こんにちは。龍宮の亀です。先日は唐突なお話ですみませんでした。荻原さんを龍宮にお誘いした根拠は、じつはこのブログでした。前に『風雅集』や『千載集』の歌について書いてあるのを見て、すごくフラットなテンションで古典に入られるなと思いました。歌人伝や作品伝からじゃなく、そこから来る自己投影や思い入れでもなく、普通に言葉から入って作品として読むかんじでした。歌のセレクトも絶妙で、有名な歌でもわかりやすい歌でもなく、コメントも極めて感覚的、そういうことができる方をあまり知らなかったので…。それにやっぱりいま必要な視角かと思います。近代化の論理を真に受けすぎると閉塞しそうで…。
 このブログ読んでいます。どの話題も独自の感覚で切り分けてあるのに、少しもわかりやすくしないところがすごいですね。

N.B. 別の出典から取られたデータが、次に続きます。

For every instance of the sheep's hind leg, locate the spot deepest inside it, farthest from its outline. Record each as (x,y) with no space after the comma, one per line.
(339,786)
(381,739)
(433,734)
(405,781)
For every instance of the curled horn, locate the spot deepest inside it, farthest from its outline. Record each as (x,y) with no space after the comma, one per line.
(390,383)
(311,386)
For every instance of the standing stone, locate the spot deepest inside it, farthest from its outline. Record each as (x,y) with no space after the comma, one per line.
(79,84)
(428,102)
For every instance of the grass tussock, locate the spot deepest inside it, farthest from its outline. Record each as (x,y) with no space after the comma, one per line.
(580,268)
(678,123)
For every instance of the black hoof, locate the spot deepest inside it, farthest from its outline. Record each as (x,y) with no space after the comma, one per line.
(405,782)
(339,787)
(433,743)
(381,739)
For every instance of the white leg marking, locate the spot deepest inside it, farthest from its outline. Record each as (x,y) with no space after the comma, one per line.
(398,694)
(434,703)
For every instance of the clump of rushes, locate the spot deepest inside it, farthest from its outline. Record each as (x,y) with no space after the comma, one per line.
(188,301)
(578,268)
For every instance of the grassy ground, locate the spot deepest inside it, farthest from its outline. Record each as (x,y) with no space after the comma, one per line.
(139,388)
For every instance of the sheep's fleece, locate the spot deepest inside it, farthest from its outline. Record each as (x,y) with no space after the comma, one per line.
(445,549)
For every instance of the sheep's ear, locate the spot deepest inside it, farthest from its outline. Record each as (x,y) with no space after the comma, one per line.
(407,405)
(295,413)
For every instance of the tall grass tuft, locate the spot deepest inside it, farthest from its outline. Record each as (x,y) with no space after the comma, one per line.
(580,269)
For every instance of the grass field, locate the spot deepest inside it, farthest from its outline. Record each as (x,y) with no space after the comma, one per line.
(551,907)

Posted by: 佐藤晶 | February 27, 2011 at 10:04 PM

>佐藤晶さん

コメントありがとうございました。
古典へのあのような気ままな言及を
専門家に読まれていたとは冷汗が出ます。
決して古典を避けているわけではないし、
現在の短歌を考えるヒントになることも多いし、
折を見て少しずつ何か書いてみようと思います。
誤りがあるときはご指摘いただければ幸いです。